Primary care management: cases and discussion.

John Benson

Lecturer in General Practice, General Practice and Primary Care Research Unit, Institute of Public Health, University of Cambridge

Primary care practitioners know that, unlike many textbooks, their patients' problems are seldom organized into discrete medical systems and that the context of patients' lives and experience contributes importantly to making diagnoses and, especially, planning management.

This book, described appropriately by its author as a workbook, takes 15 primary care clinical situations and invites the reader to work through them in a way that acknowledges this reality of practice. Each clinical situation begins with a vignette, giving background information about a patient as might be known to their doctor. The vignette then brings the patient to the doctor with a problem and asks the reader to discuss and answer related questions, which change as the clinical situation evolves. Each set of questions is followed by a discussion, which cites published evidence for its assertions.

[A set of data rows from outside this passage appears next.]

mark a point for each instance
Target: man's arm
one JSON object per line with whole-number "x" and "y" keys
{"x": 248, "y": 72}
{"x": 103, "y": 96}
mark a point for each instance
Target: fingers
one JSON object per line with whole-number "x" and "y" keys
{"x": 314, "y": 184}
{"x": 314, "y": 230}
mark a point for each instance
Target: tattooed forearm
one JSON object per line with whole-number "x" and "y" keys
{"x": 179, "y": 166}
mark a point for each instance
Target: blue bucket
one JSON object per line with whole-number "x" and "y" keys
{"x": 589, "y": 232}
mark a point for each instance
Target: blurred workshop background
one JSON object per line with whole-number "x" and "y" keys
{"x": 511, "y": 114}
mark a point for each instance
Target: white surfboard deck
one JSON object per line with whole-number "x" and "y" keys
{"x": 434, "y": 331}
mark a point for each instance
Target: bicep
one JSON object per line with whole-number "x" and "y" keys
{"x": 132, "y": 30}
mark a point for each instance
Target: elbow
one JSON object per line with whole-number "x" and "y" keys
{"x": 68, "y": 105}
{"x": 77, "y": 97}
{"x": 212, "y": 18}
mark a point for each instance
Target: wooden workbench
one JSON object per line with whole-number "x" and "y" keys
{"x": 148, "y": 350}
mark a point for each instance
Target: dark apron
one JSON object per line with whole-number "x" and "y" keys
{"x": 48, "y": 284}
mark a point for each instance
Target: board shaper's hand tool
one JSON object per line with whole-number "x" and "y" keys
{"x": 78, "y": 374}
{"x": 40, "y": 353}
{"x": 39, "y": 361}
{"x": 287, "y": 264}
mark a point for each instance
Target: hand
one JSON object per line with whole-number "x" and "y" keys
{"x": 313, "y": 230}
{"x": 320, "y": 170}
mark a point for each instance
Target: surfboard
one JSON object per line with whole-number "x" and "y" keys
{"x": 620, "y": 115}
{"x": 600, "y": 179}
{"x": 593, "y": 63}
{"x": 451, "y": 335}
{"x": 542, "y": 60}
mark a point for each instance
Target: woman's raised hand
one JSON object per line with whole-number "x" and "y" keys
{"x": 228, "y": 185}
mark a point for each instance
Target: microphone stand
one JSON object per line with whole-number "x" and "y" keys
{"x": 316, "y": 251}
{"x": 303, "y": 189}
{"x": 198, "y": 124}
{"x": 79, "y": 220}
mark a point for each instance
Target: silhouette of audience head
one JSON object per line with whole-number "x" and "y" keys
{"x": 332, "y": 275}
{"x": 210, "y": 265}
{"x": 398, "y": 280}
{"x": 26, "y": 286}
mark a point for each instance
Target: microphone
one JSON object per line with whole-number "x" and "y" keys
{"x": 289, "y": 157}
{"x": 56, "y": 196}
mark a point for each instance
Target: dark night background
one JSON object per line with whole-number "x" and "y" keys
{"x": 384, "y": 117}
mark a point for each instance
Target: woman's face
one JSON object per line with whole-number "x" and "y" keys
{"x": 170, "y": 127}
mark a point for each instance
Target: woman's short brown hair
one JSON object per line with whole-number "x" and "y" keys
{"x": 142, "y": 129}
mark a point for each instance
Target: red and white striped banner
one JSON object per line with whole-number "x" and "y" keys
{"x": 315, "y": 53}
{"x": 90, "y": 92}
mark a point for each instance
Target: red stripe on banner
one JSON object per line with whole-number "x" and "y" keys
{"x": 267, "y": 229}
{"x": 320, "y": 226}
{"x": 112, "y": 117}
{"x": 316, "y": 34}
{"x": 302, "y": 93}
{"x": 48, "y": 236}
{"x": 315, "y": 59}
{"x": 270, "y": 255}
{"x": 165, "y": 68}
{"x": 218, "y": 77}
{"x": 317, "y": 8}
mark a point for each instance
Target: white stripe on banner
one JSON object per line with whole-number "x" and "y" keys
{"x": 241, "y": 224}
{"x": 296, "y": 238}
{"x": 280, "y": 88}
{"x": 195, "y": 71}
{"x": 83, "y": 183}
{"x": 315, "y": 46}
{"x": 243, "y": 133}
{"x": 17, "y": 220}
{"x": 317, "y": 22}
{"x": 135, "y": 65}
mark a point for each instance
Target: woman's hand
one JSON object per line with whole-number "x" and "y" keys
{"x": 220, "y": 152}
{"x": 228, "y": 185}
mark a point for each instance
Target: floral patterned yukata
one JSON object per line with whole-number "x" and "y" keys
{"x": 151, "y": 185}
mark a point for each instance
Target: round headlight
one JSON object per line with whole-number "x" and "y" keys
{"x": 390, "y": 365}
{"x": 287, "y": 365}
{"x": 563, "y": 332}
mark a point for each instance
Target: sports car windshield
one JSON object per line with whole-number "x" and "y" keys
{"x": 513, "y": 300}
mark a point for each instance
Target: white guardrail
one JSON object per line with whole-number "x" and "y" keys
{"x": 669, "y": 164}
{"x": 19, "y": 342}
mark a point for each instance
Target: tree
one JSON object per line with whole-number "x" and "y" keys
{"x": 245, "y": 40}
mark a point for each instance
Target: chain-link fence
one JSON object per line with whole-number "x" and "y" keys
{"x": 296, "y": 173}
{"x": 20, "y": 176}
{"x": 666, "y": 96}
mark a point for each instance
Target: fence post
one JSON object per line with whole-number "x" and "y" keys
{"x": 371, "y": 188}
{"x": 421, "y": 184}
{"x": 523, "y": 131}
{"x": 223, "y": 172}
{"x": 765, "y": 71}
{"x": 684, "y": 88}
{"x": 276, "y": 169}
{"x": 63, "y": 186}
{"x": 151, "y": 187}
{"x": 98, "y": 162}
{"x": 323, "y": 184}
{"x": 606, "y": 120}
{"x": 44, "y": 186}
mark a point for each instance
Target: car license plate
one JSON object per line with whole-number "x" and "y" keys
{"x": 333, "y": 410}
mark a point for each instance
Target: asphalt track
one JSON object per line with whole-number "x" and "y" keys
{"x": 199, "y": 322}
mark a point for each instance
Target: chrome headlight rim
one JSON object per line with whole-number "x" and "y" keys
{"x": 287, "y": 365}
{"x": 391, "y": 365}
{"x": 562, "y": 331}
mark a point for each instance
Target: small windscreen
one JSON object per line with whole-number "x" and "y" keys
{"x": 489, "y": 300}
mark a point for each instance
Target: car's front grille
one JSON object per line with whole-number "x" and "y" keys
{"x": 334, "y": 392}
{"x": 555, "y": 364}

The book aims to teach the construction of primary care diagnosis and management in biopsychosocial terms, either for groups of learners or for individuals working alone. Through its chosen clinical situations and questions, it generally succeeds in this, though where the vignettes give an account of consultations, it might have made more explicit the process of enquiring into patients' views about proposed treatment. This is an area of the consultation where it is easy for doctors to slip towards one-sided planning without proper negotiation with patients.

Although there is no intention to offer advice about a comprehensive list of common scenarios, those chosen are familiar, relevant and worthwhile, ranging from involuntary weight loss, hyperlipidaemia and the menopause, to give three examples. The book's use of published evidence to support its discussion of possible answers to the questions it poses is welcome although, without information about the author's literature search strategy and with the inevitable omission of very recent important research, sceptics will continue to have grounds for discussion—which is, perhaps, no bad thing.

Written from an American perspective, the book's approach nevertheless engenders a remarkably generic feel. Some of its suggestions, however, transfer internationally with some difficulty—the pressure on services such as psychotherapy or dietetics, for example, may mitigate against their involvement at quite such an early stage as the author indicates.

These criticisms are minor and do not detract from a text which, overall, takes a helpful approach to the difficult matter of learning to practise primary care with evidence, epidemiology and individuals simultaneously in sight. There is a current interest in the capacity of narrative to contribute to education and research. This readable, useful book located in the everyday business of primary care is in tune with that approach.

Notes

Goutham Rao. (262 pages, $29.95.) Sage Publications Ltd, 1999. ISBN 0-7619-1206-3.